[ オピニオン ]
(2016/11/10 05:00)
米国の新大統領に共和党のドナルド・トランプ氏の就任が決まった。トランプ氏は大統領選中、民主党候補のヒラリー・クリントン氏にリードを許してきたが最終盤で巻き返し、第45代の大統領の座を射止めた。
今年の大統領選は異常ずくめであった。トランプ氏は政治経験のない経済人であり、「ワシントン政治からの脱却」を訴えた。一方の民主党候補のヒラリー・クリントン氏は、ビル・クリントン元大統領夫人で上院議員、国務長官歴任と政治経験豊富、女性初の大統領を目指していた。両氏とも高齢で、クリントン氏は途中、その健康が危ぶまれたこともあった。
選挙戦での両氏の論争は政策を巡るものは少なく、互いを批判するものだった。世論調査では多くの人々が「今回の選挙にはうんざり」と答えていた。
トランプ氏は、富者と貧者間の大きな格差、世代間格差、都市と地方の格差など米国が深刻な格差社会に陥っていることを示し、移民制限を打ち出した。トランプ氏はそうした格差に悩む人々に「本音ベース」で語りかけ、「再び強力な米国」づくりへ、白人の労働者層を中心に根強い支持を得た。彼は米国の雇用を奪っているとして自由貿易に否定的な姿勢を示し、環太平洋連携協定(TPP)に関しては「ばかげた協定」とするなど、米国の対外政策を大きく変えることを示唆している。
安全保障に関しても日本、韓国、ドイツ、サウジアラビアへの米軍支援は援助国を利すだけ、と従来からの米国の外交政策を批判した。
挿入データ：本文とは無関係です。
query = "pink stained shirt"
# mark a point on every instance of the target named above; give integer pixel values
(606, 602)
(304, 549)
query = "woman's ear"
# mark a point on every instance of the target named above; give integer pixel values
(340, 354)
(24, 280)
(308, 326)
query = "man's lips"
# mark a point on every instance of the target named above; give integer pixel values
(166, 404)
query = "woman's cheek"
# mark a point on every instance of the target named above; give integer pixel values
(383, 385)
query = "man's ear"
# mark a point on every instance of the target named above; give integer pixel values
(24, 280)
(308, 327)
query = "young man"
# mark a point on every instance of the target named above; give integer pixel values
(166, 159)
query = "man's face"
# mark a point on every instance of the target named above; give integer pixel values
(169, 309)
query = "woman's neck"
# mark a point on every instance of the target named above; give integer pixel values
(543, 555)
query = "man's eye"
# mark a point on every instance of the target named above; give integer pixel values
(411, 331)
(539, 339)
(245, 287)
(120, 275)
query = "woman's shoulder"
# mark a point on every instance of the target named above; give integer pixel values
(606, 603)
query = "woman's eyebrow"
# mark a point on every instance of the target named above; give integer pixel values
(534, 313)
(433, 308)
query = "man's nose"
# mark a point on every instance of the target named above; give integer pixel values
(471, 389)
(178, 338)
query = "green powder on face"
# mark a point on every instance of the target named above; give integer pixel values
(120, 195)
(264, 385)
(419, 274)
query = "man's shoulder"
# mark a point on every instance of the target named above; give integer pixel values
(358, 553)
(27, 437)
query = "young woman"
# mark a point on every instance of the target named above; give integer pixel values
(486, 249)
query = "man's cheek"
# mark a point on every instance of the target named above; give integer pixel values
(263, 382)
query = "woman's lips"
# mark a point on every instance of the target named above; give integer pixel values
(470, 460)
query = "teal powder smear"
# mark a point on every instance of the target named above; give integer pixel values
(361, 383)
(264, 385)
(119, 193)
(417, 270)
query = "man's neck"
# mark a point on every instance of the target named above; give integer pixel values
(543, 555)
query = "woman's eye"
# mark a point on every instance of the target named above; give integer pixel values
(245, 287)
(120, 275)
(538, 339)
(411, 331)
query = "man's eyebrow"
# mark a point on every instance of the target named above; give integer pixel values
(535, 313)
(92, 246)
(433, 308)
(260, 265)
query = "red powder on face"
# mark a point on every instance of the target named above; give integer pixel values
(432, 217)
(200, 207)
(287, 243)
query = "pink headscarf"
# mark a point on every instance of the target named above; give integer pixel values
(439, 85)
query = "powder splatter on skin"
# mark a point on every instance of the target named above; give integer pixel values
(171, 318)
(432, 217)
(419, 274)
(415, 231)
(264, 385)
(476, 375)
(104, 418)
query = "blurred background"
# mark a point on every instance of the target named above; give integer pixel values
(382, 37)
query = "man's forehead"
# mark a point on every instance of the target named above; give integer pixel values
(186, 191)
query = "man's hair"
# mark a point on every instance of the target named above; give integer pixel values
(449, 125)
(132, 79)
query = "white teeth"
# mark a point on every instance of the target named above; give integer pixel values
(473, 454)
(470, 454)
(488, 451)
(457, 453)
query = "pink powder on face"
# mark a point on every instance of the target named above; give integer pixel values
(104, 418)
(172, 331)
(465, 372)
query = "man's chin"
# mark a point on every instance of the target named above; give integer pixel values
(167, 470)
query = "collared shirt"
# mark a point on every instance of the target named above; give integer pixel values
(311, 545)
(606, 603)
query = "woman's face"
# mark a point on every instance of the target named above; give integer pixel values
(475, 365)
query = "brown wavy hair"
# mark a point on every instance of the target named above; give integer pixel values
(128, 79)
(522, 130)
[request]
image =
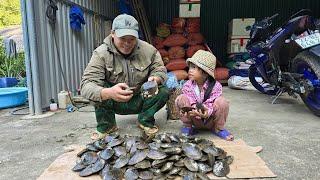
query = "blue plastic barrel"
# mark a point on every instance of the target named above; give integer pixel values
(12, 97)
(8, 82)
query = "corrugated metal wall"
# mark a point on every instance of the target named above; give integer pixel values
(161, 11)
(74, 48)
(216, 14)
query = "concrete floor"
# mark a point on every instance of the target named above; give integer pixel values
(288, 132)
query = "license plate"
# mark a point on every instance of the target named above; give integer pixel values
(309, 41)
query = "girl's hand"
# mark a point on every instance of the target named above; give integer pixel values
(203, 112)
(194, 113)
(182, 113)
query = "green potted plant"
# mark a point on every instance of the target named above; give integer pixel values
(10, 69)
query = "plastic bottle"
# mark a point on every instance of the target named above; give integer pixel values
(53, 106)
(63, 99)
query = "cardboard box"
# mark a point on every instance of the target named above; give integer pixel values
(237, 44)
(189, 10)
(237, 27)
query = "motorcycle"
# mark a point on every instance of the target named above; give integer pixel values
(287, 59)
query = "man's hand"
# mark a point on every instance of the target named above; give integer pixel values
(202, 113)
(118, 92)
(154, 78)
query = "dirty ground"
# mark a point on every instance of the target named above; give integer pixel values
(287, 131)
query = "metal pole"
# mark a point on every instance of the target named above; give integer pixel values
(33, 56)
(27, 55)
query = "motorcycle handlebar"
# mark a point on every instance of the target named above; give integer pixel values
(273, 16)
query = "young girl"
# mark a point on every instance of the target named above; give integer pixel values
(201, 103)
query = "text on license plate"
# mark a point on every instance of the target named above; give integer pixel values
(308, 41)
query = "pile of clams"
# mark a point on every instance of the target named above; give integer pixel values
(165, 157)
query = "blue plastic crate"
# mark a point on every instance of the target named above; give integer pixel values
(12, 97)
(8, 82)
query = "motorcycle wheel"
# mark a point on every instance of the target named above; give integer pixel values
(253, 72)
(309, 64)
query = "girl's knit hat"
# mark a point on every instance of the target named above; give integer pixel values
(204, 60)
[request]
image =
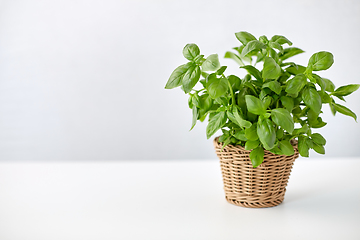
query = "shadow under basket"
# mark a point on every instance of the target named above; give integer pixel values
(250, 187)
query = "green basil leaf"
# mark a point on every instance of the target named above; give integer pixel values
(190, 78)
(206, 102)
(257, 156)
(332, 108)
(286, 148)
(282, 118)
(191, 51)
(303, 129)
(251, 133)
(196, 100)
(253, 71)
(318, 138)
(240, 135)
(290, 52)
(266, 133)
(279, 133)
(318, 123)
(287, 102)
(280, 40)
(325, 98)
(283, 77)
(198, 59)
(346, 90)
(221, 70)
(267, 101)
(329, 85)
(244, 37)
(234, 57)
(312, 99)
(218, 88)
(320, 61)
(235, 82)
(215, 123)
(195, 117)
(249, 145)
(210, 79)
(295, 70)
(344, 110)
(319, 148)
(241, 122)
(211, 63)
(275, 86)
(303, 147)
(271, 69)
(232, 117)
(264, 39)
(177, 76)
(274, 55)
(319, 81)
(295, 84)
(255, 105)
(276, 46)
(251, 46)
ただ米国が内向的になってはいるとはいえ、欧州など各国の右派勢力との連携の動きは見逃せない。
米国の大統領は強大な権限を持つものの、その行使を議会や裁判所が抑制する組織的な制度がある。トランプ氏が来年1月20日の大統領就任式後、選挙中のような放言を繰り返すとは考えにくい。我が国はトランプ政権の布陣を見ながら日米関係の距離感を見定める必要がある。またトランプ氏当選に伴う円高、株安など不安定要因に、素早い対応をせざるを得まい。